Selain kebijakan suku bunga, keberhasilan ini juga didukung oleh kolaborasi yang solid dalam Tim Pengendalian Inflasi Pusat dan Daerah (TPIP dan TPID). Ramdan menegaskan bahwa penguatan implementasi Program Ketahanan Pangan Nasional menjadi kunci utama dalam meredam gejolak harga di masyarakat.
Rincian realisasi inflasi berdasarkan kategori pada periode Mei 2026 sebagai berikut:
- Inflasi Inti: Tercatat sebesar 0,22% (mtm) atau mencapai 2,59% jika dihitung secara tahunan (yoy).
- Kelompok Pangan Bergejolak: Mengalami inflasi 0,22% (mtm) setelah sebelumnya sempat mengalami deflasi pada bulan April.
- Pemicu Utama: Kenaikan harga minyak goreng, cabai merah, bawang merah, tomat, serta komoditas beras.
Tingkat inflasi inti yang berada di angka 0,22% sebenarnya menunjukkan sedikit penurunan dibandingkan realisasi bulan April yang mencapai 0,23%. Kenaikan harga minyak goreng menjadi salah satu faktor dominan dalam kelompok ini, meski ekspektasi inflasi masyarakat secara umum dinilai masih cukup stabil.
Faktor Pangan dan Pengaruh Cuaca Ekstrem
Kondisi pada kelompok pangan bergejolak atau volatile food menjadi perhatian khusus karena mengalami pembalikan tren dari deflasi menjadi inflasi. Pada bulan sebelumnya, kelompok ini sempat mencatatkan deflasi sebesar 0,88%, namun kembali meningkat seiring dinamika pasokan di pasar.
Peningkatan harga pada komoditas sayuran dan pangan pokok dipicu oleh terganggunya rantai pasokan akibat cuaca ekstrem yang melanda beberapa wilayah produksi. Selain itu, berakhirnya masa panen raya membuat ketersediaan stok di tingkat pedagang cenderung menipis dibandingkan periode sebelumnya.
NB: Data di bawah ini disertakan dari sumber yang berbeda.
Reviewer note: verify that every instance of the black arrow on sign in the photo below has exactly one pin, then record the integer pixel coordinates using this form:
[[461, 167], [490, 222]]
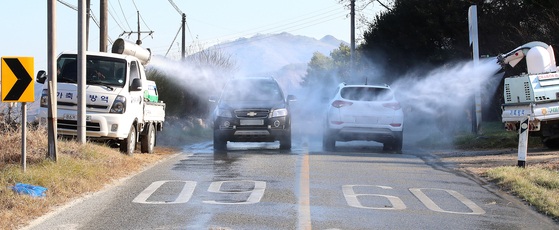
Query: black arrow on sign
[[23, 79]]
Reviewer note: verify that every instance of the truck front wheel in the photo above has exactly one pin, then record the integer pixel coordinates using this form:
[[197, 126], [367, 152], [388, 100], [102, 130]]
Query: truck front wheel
[[128, 145], [148, 140]]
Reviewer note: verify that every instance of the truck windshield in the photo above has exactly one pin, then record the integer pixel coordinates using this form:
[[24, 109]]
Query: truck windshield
[[99, 70]]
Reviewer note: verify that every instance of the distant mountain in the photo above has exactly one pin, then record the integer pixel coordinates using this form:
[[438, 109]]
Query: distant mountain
[[270, 52], [283, 56]]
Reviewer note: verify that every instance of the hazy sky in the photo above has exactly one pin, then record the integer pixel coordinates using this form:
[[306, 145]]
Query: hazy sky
[[24, 23]]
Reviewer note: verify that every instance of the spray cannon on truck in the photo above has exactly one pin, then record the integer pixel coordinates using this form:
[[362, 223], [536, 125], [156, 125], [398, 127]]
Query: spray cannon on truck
[[534, 94], [121, 103]]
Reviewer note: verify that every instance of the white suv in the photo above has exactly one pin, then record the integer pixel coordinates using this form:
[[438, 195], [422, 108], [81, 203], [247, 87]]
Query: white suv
[[364, 112]]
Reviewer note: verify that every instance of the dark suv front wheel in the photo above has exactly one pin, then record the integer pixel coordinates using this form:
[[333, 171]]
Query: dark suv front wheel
[[285, 142], [219, 142]]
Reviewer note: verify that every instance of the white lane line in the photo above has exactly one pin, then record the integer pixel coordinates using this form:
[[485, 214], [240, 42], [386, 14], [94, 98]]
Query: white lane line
[[304, 193]]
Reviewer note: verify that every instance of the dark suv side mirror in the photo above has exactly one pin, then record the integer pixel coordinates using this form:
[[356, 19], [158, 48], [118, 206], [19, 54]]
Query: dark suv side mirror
[[136, 85], [41, 76], [291, 98], [213, 98]]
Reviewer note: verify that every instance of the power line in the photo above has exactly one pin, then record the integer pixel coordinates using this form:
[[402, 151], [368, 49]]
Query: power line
[[124, 15], [176, 7], [114, 19], [119, 20], [180, 27]]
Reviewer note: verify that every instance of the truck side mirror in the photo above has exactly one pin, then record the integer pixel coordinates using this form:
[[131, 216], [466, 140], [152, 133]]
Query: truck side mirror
[[136, 85], [41, 76]]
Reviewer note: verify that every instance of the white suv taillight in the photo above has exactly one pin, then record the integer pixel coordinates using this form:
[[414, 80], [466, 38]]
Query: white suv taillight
[[394, 106], [339, 103]]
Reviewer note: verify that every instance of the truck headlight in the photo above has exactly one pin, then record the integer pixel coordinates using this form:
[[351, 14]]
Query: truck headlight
[[279, 113], [45, 98], [119, 105], [223, 113]]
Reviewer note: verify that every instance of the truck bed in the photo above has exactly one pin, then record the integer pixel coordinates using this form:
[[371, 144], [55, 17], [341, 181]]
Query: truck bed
[[154, 111]]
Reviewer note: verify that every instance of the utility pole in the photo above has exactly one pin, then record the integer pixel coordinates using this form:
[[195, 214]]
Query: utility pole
[[472, 20], [81, 70], [88, 10], [52, 75], [352, 48], [183, 53], [103, 31]]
Beberapa faktor krusial yang mempengaruhi pergerakan harga pangan pada bulan Mei 2026:
| Faktor Penyebab | Dampak pada Komoditas |
|---|---|
| Cuaca Ekstrem | Gangguan produksi pada cabai merah, tomat, dan bawang merah. |
| Siklus Musiman | Berakhirnya musim panen raya untuk komoditas beras di berbagai daerah. |
| Momen Keagamaan | Lonjakan permintaan menjelang Hari Besar Keagamaan Nasional (HBKN) Idul Adha. |
Tabel di atas merangkum bagaimana faktor alam dan pola konsumsi masyarakat saling berkaitan dalam mendorong kenaikan harga. Sinergi antara ketersediaan barang yang menurun dan permintaan yang melonjak karena Idul Adha menciptakan tekanan inflasi pada sektor pangan.
Kondisi Regional dan Daya Beli Masyarakat
Secara spasial, inflasi pada Mei 2026 tidak tersebar merata di seluruh wilayah Indonesia dengan fluktuasi yang cukup beragam. Provinsi Maluku mencatatkan diri sebagai wilayah dengan tingkat inflasi tertinggi, sementara Gorontalo justru mengalami deflasi terdalam di periode yang sama.
Meskipun inflasi tahunan 3,08% dianggap masih dalam batas aman oleh Bank Indonesia, terdapat catatan mengenai potensi penurunan daya beli. Kenaikan harga pada sektor transportasi akibat harga BBM non-subsidi turut memberikan kontribusi, terutama pada tarif angkutan udara dan moda transportasi lainnya.
Pemerintah melalui Kementerian Keuangan juga telah berkomitmen untuk terus menjaga akses pangan bagi masyarakat guna memitigasi dampak kenaikan harga. Langkah ini diambil sebagai respons atas kekhawatiran mengenai erosi daya beli yang mungkin timbul akibat inflasi pada komoditas pokok dan energi.
Ke depan, BI dan pemerintah akan terus memantau risiko-risiko global dan domestik yang dapat mengganggu stabilitas harga nasional. Fokus utama tetap pada menjaga inflasi tetap rendah untuk mendukung pertumbuhan ekonomi yang berkelanjutan dan melindungi kesejahteraan masyarakat luas.